Immune system activation is strongly linked with risk for metabolic and non-metabolic diseases. Hence, gaining a greater understanding of how diet-induced obesity affects the immune system can provide new biomarkers for identifying at risk individuals and novel treatment approaches.

The Virtual Physiological Rat Project is focused on the systems biology of cardiovascular disease—understanding how disease phenotypes apparent at the whole-organism scale emerge from molecular, cellular, tissue, organ, and organ-system interactions.
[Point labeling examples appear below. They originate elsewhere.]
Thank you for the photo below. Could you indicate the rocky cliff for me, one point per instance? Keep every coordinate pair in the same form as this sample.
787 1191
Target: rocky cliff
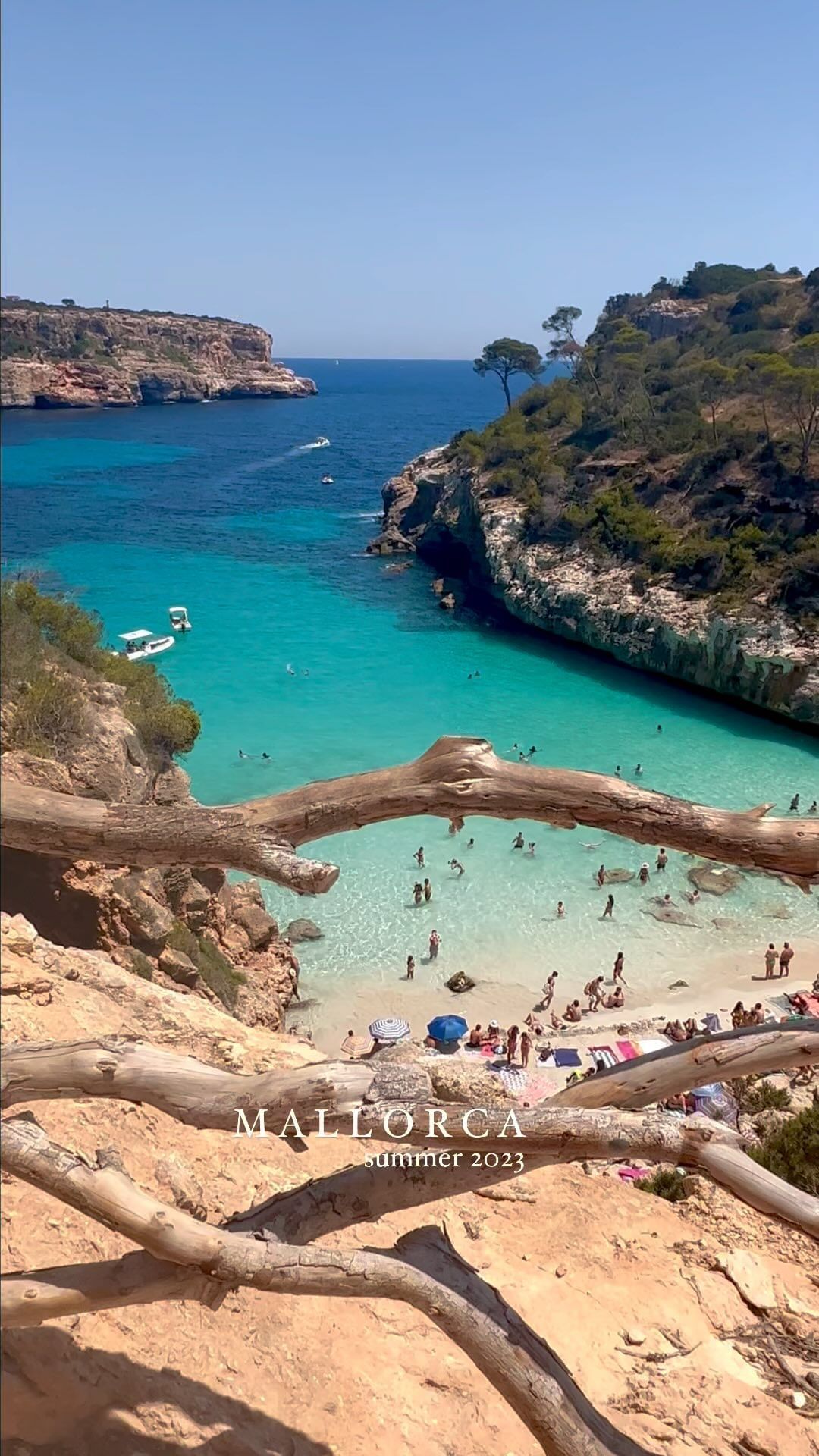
69 357
444 511
190 932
Ongoing studies are particularly focused on the inexorable link between cardiac and peripheral physiology/pathophysiology in hypertensive heart disease, aiming to understanding how disease phenotypes apparent at the whole-organism scale emerge from molecular, cellular, tissue, organ, and organ-system interactions. Our overall scientific goals are to:

• Use a systems approach to construct and test new hypotheses on cause-and-effect relationships in the etiology of hypertension and hypertensive heart disease
• Discover new strategies for managing, treating, and reversing disease mechanisms and improving/restoring intrinsic cardiac function, neurohumoral control of cardiac function, and physiological blood flow and pressure control.
• Use systems modeling to improve diagnosis and realize applications in precision medicine for cardiovascular disease.